Jay Indelicato, who oversees the Manteca winery, notes the local operation has an average of 400 truck trips year round and operates 24/7 with accompanying noise as well as lights at night.

“You need to be able to see as well at night as you do during the day,” Indelicato said.

Several years ago Delicato secured approval through the lengthy process needed to have the Frontage Road from the Lathrop Road interchange in Manteca to the northern edge of their property designated as a STAA route. The designation allows longer trucks used in interstate commerce to use local roads in California. Also on Frontage Road is Perry & Sons that also operate numerous trucks from their Manteca operations that is ranked as the No. 1 broker of watermelons, melons, and pumpkins in the United States.

They also crush grapes on site — something that Gallo no longer does at its Modesto winery that is somewhat isolated by the Tuolumne River, a nearby industrial area and  the fact the company over the years purchased many nearby homes and uses them as rentals.

Delicato disposes of water they use on site as well as grinds up stems and skins.

Those are important points to Indelicato as Manteca makes plans to eventually urbanize the area between the city’s current city limits just north of Lathrop Road almost all the way to French Camp Road.

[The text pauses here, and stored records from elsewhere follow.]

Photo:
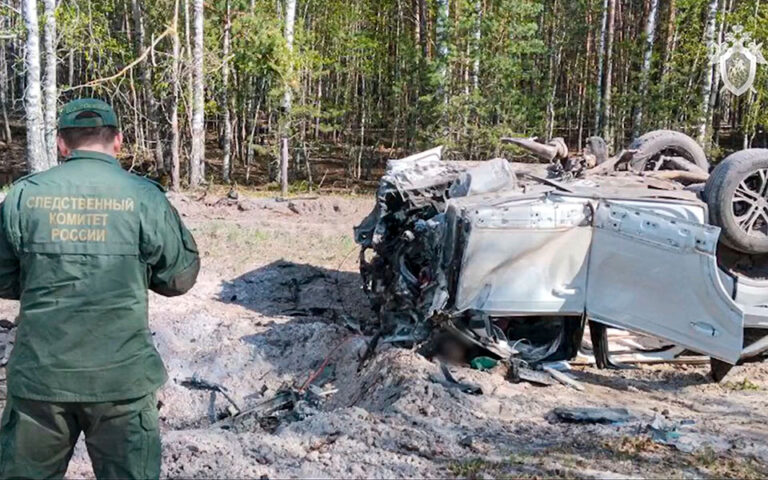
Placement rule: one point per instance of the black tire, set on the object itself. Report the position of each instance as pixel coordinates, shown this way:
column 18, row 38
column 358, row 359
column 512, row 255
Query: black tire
column 658, row 142
column 718, row 369
column 742, row 215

Making sure development is compatible is a key point the family has tried to make at various meetings designed to shape the general plan update that serves as Manteca’s blueprint for growth.

The light, noise, truck traffic and intense agricultural operations such as crushing grapes is not something that Delicatio believes would sit well with future residents if Manteca ultimately allows homes to be built in the shadows of the winery and its large tank farms that are draped with lights.

Indelicato noted despite Manteca being a right-to-farm city he knows almond growers who have been the repeated target of complaints for kicking up dust and working at night in their orchards — two things that are part of acceptable standard farming practices under the law.

“You can’t just pull up a winery and relocate it,” Indelicato said.

Even if you could, you might not be able to start over in another location — at least not in California. That’s because the state Air Resources Board has slapped a moratorium on new wine tanks. And since they secured permits before the moratorium went into effect, they opted to build most of the 80 new tanks now even if they aren’t needed for a few years instead of running the risk that once the permits expire they may not be able to obtain new approval from the state to build them.


Delicato Family

Wines’ roots

Gaspare Indelicato — who immigrated from Sicily in 1911 — was responsible for planting the vineyard in 1924 that started the winery that today more than 575 Manteca area households rely on for income as well as numerous trucking firms.

Gaspare worked his way across the United States. He first worked in a coal mine in Pennsylvania, then a lumber mill in Washington, a brick yard in Oregon, and then helped build the O’Shaughnessy Dam in Hetch Hetchy Valley in Yosemite National Park before establishing a dairy where the main family winery is today.

Even though the Prohibition was in full force, Gapsare planted wine grapes as the law allowed people to produce their own wine at home. He ended up selling wine grapes to home winemakers. Once Prohibition ended, Gaspare expanded his wine making into a commercial winery.